F-S : Pourquoi as-tu voulu devenir policier ?
V.G: En fait je ne voulais pas… Je souhaitais naviguer comme Officier de Marine Marchande et j’avais entamé le cursus de formation pour devenir « Capitaine au long cours ».
J’ai fait mon service militaire dans la « Royale », à Aspretto. En Corse, j’ai rencontré sur un stand de tir des Policiers des Voyages Officiels (ancienne appellation du Service De La Protection) qui m’ont convaincu de rejoindre leur service et la Police Nationale.

F-S : Ta première affectation, à la Section de Recherches des Renseignements Généraux, t’a permis de travailler sur des affaires intéressantes ? Peux-tu en parler
V. G: J’ai eu la chance notamment de participer à la longue traque des dirigeants d’Action Directe, un groupe terroriste français rallié ensuite à la Rote Armée Fraktion allemande.
J’ai eu l’honneur de guider l’équipe d’assaut du RAID à la porte de la ferme dans laquelle ils se cachaient depuis presque deux années.

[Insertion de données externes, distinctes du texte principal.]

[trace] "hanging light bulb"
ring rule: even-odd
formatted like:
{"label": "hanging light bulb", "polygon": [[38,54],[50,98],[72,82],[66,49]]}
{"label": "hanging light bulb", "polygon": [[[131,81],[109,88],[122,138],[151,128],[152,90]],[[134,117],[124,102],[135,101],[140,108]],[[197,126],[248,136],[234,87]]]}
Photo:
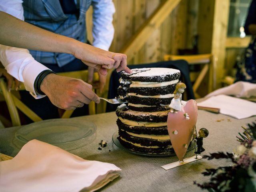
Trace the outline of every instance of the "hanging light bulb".
{"label": "hanging light bulb", "polygon": [[240,31],[240,38],[244,38],[244,37],[245,37],[246,34],[244,32],[244,27],[240,27],[239,30]]}

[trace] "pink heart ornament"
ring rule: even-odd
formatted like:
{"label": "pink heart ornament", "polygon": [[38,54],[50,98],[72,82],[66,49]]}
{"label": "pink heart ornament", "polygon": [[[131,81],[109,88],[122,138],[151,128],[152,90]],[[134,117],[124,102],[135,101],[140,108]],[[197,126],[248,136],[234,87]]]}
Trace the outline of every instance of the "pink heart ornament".
{"label": "pink heart ornament", "polygon": [[[186,119],[184,114],[188,114],[189,119]],[[192,129],[197,120],[197,104],[196,101],[190,100],[182,110],[178,113],[169,112],[167,118],[167,128],[171,142],[177,156],[183,160],[187,149],[191,141]]]}

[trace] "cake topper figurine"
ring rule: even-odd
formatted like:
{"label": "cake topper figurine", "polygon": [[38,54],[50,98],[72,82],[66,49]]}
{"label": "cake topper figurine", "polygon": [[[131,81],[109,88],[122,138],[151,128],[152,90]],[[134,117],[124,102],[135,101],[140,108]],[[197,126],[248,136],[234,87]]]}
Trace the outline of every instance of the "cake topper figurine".
{"label": "cake topper figurine", "polygon": [[177,111],[181,111],[182,94],[185,91],[186,88],[185,84],[181,82],[177,83],[176,85],[175,90],[173,92],[174,94],[174,98],[172,100],[171,104],[169,106],[171,108],[171,113],[178,113]]}
{"label": "cake topper figurine", "polygon": [[201,128],[198,132],[199,136],[198,137],[196,134],[194,134],[193,136],[193,139],[196,140],[196,144],[197,145],[197,150],[195,151],[196,154],[201,154],[202,152],[205,150],[203,147],[203,139],[207,137],[209,135],[209,131],[205,128]]}
{"label": "cake topper figurine", "polygon": [[[183,162],[184,156],[190,147],[194,132],[193,128],[197,120],[197,105],[196,101],[191,99],[184,105],[181,104],[182,93],[184,92],[186,87],[186,85],[182,82],[178,83],[176,86],[174,98],[170,105],[172,109],[167,118],[169,136],[180,162]],[[174,100],[176,101],[173,101]],[[176,105],[174,104],[178,102],[180,105],[178,108],[176,108],[174,106]]]}

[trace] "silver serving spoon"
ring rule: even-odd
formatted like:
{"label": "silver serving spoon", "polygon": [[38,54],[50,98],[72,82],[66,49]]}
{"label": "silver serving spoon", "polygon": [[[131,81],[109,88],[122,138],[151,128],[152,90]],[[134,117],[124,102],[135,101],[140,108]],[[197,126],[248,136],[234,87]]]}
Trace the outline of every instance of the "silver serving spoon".
{"label": "silver serving spoon", "polygon": [[121,104],[122,103],[126,103],[128,102],[122,100],[119,98],[115,98],[114,99],[106,99],[106,98],[102,98],[102,97],[100,97],[100,98],[103,100],[105,100],[107,102],[108,102],[109,103],[111,103],[112,104]]}

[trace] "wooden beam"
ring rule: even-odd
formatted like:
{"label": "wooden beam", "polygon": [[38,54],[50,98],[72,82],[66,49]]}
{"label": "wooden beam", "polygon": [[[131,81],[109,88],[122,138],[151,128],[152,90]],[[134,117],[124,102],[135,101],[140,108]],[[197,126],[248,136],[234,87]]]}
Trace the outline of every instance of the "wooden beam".
{"label": "wooden beam", "polygon": [[133,57],[180,1],[168,0],[163,2],[119,52]]}
{"label": "wooden beam", "polygon": [[251,36],[244,38],[240,37],[228,37],[226,41],[226,48],[247,48],[251,40]]}

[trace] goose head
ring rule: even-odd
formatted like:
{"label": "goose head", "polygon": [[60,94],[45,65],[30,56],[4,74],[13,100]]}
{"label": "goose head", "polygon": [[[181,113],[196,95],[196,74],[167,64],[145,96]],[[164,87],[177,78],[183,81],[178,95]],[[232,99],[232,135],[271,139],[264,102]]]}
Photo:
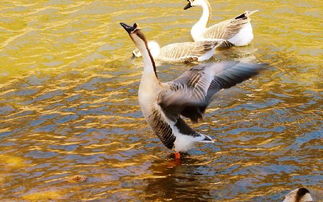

Le succès retentissant de cette capture m’a donné l’envie et le moyen de passer les sélections du RAID.

Le RAID
F-S : En 1988, tu passes les tests du RAID, étaient-ils différents de ceux d’aujourd’hui ?
V. G: A l’époque, il s’agissait de faire partie d’un « vivier » et les épreuves se déroulaient sur une dizaine de jours (une semaine et deux week-ends) à Cannes Ecluse, école où j’avais fait ma scolarité d’Inspecteur de Police.
Le service était tout jeune et il n’y avait pas vraiment besoin de beaucoup de monde.
Les sélections étaient réalisées pour envisager le futur et non pallier le manque éventuel de personnel.
Elles étaient empiriques et ne recherchaient pas forcément un seul type de candidat mais des volontaires en bonne forme pour intégrer une équipe et l’enrichir par des différences physiques comme intellectuelles.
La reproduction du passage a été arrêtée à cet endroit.